In the greatest bit of irony, perhaps the exact opposite is true when it comes to criticisms that the film’s release is “badly-timed.” If anything, the film’s release right after Parkland makes its message even more on-point: The similarities are striking between the incompetent law enforcement in the film, and the horrendously incompetent law enforcement that failed at every level—local, statewide, and federal—to stop the Parkland shooting before and while it occurred. In the aftermath, both sets of law enforcement turn their sights on the wrong targets: In the film, Norris’s bumbling detective tries to go after the vigilante himself, and even then he accuses the wrong guy; in the real world, the cowardly and much less charismatic Sheriff Scott Israel claims that guns are the issue, rather than his own cowardly deputies, the incompetent and indifferent FBI, or the deranged individual who actually carried out the shooting.

Of course, the answer should not be vigilante justice. But there is a fine line between defending your own home and going out to look for criminals to execute. The film’s climax personifies the former, and if anything, is a solid argument for owning guns—and not just handguns, but assault rifles and other accessories such as “tactical furniture.” At the same time, pressure should always be on law enforcement to do whatever they can; you can support the boys in blue while also criticizing the more bureaucratic figures who outrank them and are more often responsible for failures in the real world. This could not be truer than after the government’s objective failure to stop what happened in Parkland.


This is already a solid film in its own right. It has a strong cast (particularly the three male leads), it is intense even though you know what is going to happen (the entire opening, building up Kersey’s life at home, is bittersweet since you know what is going to happen), and the action scenes are very well-done and never too over-the-top. Kersey isn’t a John Wick who pulls off incredibly-choreographed stunts and displays brute strength, nor is he a Jason Bourne who never seems to get injured. Kersey slips up several times, gets injured now and then, and sometimes barely gets away. Quite simply, he is a realistic protagonist.
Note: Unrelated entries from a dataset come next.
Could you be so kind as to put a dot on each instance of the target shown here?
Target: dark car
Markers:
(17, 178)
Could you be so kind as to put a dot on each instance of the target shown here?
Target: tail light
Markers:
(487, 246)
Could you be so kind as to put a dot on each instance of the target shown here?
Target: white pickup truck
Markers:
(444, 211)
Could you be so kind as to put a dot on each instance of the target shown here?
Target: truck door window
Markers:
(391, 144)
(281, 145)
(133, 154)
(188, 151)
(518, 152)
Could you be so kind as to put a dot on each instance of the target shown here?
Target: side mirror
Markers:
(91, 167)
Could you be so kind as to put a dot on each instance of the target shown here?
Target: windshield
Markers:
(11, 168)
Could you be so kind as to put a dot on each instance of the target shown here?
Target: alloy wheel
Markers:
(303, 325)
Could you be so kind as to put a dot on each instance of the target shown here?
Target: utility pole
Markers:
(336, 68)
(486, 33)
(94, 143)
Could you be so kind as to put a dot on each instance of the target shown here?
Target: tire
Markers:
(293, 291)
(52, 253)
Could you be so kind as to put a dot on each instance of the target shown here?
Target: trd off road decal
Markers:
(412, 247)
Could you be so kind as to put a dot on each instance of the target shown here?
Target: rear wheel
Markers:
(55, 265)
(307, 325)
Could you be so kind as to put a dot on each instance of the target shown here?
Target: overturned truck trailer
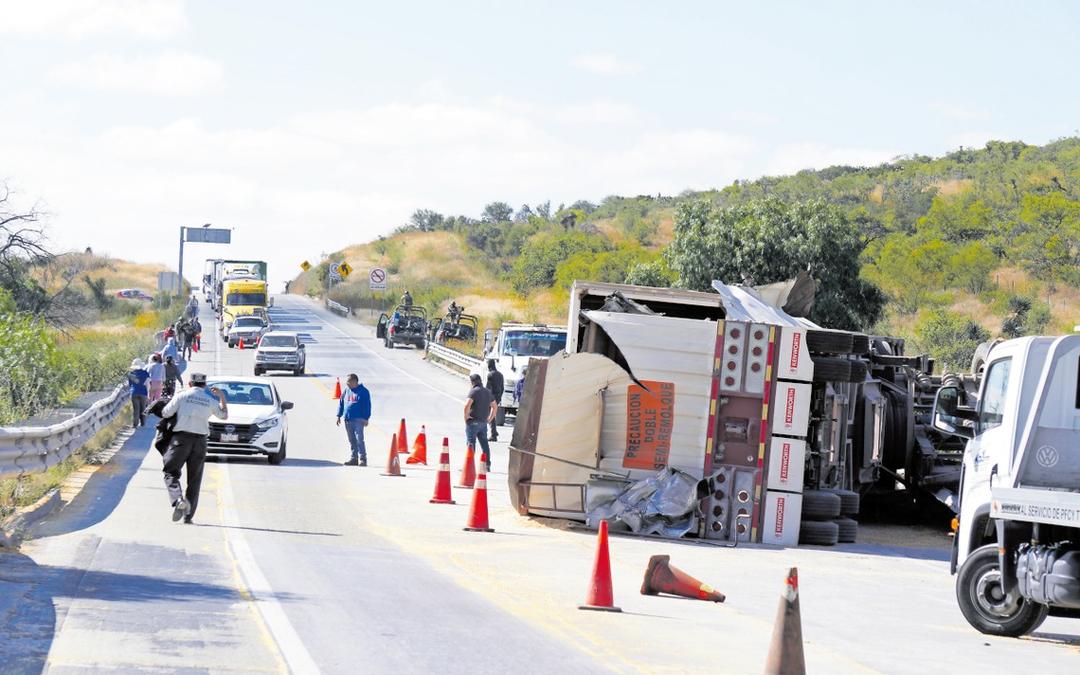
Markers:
(778, 426)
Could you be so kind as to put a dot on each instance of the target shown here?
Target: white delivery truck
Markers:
(512, 346)
(1016, 553)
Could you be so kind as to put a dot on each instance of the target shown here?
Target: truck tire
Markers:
(848, 529)
(860, 343)
(982, 603)
(849, 501)
(831, 369)
(821, 341)
(820, 505)
(819, 532)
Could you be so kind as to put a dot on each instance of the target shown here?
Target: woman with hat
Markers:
(137, 377)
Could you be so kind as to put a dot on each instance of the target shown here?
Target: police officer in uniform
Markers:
(192, 408)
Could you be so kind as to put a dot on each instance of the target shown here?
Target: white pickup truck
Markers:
(1017, 547)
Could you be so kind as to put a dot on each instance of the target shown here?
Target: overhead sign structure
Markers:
(208, 235)
(377, 279)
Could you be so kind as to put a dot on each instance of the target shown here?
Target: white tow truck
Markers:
(1016, 553)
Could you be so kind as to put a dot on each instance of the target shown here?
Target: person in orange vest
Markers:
(355, 407)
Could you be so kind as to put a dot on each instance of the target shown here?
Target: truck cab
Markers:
(1016, 553)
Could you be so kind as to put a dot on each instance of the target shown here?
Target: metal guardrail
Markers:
(454, 358)
(337, 308)
(30, 449)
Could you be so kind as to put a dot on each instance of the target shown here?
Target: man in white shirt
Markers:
(192, 407)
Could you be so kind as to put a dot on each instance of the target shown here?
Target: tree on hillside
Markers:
(768, 241)
(497, 212)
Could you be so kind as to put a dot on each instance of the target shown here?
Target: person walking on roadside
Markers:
(495, 385)
(157, 370)
(137, 378)
(354, 406)
(480, 413)
(172, 377)
(192, 409)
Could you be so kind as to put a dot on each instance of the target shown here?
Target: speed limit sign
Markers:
(377, 279)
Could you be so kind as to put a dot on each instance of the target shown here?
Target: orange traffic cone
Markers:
(662, 577)
(599, 596)
(419, 455)
(785, 652)
(477, 510)
(442, 495)
(469, 470)
(402, 439)
(393, 468)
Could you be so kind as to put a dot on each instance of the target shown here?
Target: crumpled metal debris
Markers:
(664, 503)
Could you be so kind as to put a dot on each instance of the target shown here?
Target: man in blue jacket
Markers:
(355, 407)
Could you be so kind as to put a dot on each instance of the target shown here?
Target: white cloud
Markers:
(604, 63)
(82, 18)
(171, 73)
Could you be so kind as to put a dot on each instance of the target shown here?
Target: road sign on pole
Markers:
(377, 279)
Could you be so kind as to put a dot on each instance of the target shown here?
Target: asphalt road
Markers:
(312, 566)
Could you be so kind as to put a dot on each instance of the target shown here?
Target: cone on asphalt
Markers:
(393, 467)
(442, 495)
(599, 596)
(477, 510)
(468, 477)
(419, 455)
(662, 577)
(402, 439)
(785, 652)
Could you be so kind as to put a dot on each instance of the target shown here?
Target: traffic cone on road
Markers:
(468, 477)
(402, 439)
(599, 595)
(393, 467)
(785, 652)
(662, 577)
(477, 510)
(419, 455)
(442, 495)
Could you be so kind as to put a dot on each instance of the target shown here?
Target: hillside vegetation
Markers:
(945, 252)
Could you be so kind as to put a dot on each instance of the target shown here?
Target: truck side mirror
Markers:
(947, 415)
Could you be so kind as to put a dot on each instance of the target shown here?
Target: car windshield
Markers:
(534, 343)
(245, 393)
(279, 340)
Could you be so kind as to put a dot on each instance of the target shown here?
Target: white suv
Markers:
(281, 351)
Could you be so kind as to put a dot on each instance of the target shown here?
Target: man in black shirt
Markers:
(480, 412)
(495, 385)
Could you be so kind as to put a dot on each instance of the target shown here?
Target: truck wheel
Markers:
(819, 534)
(828, 341)
(831, 369)
(820, 505)
(848, 529)
(984, 605)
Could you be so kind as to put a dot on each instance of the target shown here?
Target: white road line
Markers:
(288, 642)
(385, 360)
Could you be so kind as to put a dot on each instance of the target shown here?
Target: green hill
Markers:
(976, 242)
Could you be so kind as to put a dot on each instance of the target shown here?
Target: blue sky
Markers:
(308, 126)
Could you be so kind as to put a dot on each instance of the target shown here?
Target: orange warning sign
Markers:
(650, 417)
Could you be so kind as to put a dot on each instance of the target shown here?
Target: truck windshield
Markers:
(279, 340)
(534, 343)
(246, 298)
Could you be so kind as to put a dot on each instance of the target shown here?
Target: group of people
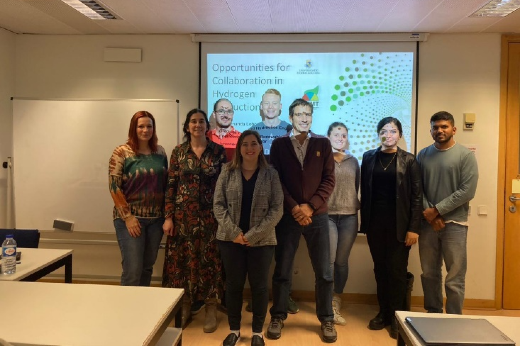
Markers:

Aside from being so grounded, the film’s gentle commentary is even more real—it rings even more true after Parkland. It is made all the more enjoyable by not preaching in your ear with a megaphone, unlike other darling movies of Hollywood these days (I’m looking at you, Mr. Wakanda). It settles for being a good old action flick with just enough socio-political commentary to make it not as one-dimensional as other mindless, cookie cutter action movies.

There are some issues with the script that seem a bit illogical but are obviously for the purpose of progressing the plot. As just one example; there is a scene where a 49-year-old father of three attempts a copycat act of vigilante justice and tries to stop a mugging, only to be gunned down by the mugger. The television reports subsequently declare that this person was a copycat vigilante, and not the actual “Grim Reaper.” And how exactly did they know that this 49-year-old father of three wasn’t the real Grim Reaper? Because the plot had to move along of course, with Dean Norris still convinced that the real vigilante was somewhere out there, in order to keep alive some tension between Kersey and law enforcement.

But overall, I’d say this film is just as good as the original, if not slightly better. They are very different, but they both work well for the time periods in which they were released. I give this film a solid 9/10. If you don’t want to go see it just to annoy leftists who despise this film, then go see it because it’s a good action movie, a great vigilante movie, and most importantly of all, a member of a very rare—even endangered—breed of film: It’s actually a good remake.